We are in the process of moving our web architecture to a new environment. Included are dozens of different sites ranging from almost completely static to dynamic sites requiring authentication and containing sensitive content. Our web server admins have (without any input from the development team) decided to make it a standard in the new environment to force SSL for everything. I do not agree with this decision and would like to have as much knowledge as possible when I sit down to discuss it. Here's what I have so far:
I do not have an issue with forcing SSL when users are authenticating or they are requesting sensitive data. However, I think forcing SSL by default on all sites is a bit much.

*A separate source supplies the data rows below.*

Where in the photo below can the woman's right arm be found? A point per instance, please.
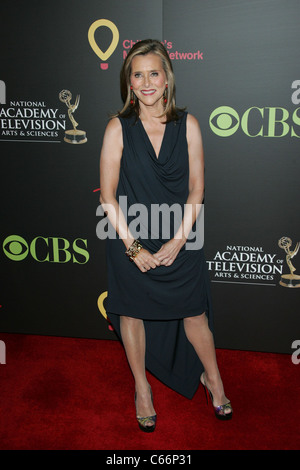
(110, 161)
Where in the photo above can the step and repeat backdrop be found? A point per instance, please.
(237, 70)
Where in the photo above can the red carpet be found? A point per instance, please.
(77, 394)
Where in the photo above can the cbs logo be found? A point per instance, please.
(50, 249)
(254, 122)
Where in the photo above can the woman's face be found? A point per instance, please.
(148, 79)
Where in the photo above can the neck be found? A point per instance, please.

In reply to Thomas's answer:
For each site, an SSL certificate has a direct cost. We have a dev, qa, and prod environment and thus that is three certificates that are needed for each site
Hardly true. You don't need to have every single dev and qa behind SSL with valid, current certificates. You -- perhaps -- want one staging site with a valid certificate. But beyond the Apache front-end, your back-end should not know that there's SSL involved. You're not testing anything unique or special by purchasing dev certificates.
Also, the cost is nominal. You're spending more money on the conversation than the certificates actually cost.
For the majority of pages, the content is not secure and forcing SSL would make the page requests take longer on the server because of encrypting and decrypting
A little. Have you measured? You may find that it's hard to measure because the variability of internet speeds trump the cost of SSL processing.
From what I understand, most browsers to do not cache pages that are SSL'ed and thus again, page requests will take longer
Again, have you measured this?
Older browsers have problems with file downloads when they are SSL'ed
Really? Which specific "older browser" are you planning to support that has this problem? If you can't find one and are thinking that someone, somewhere might have this problem, you may be overengineering. Check your logs and see what browsers your customers actually use, and then determine if you have a problem.
I agree that "SSL everywhere" isn't a very good approach. I think you need at least one non-SSL port-80 "welcome" page. But I'm not sure your current set of issues are solid reasons. I think you need considerably more measurements to make the case that SSL actually involves real cost or real performance hits.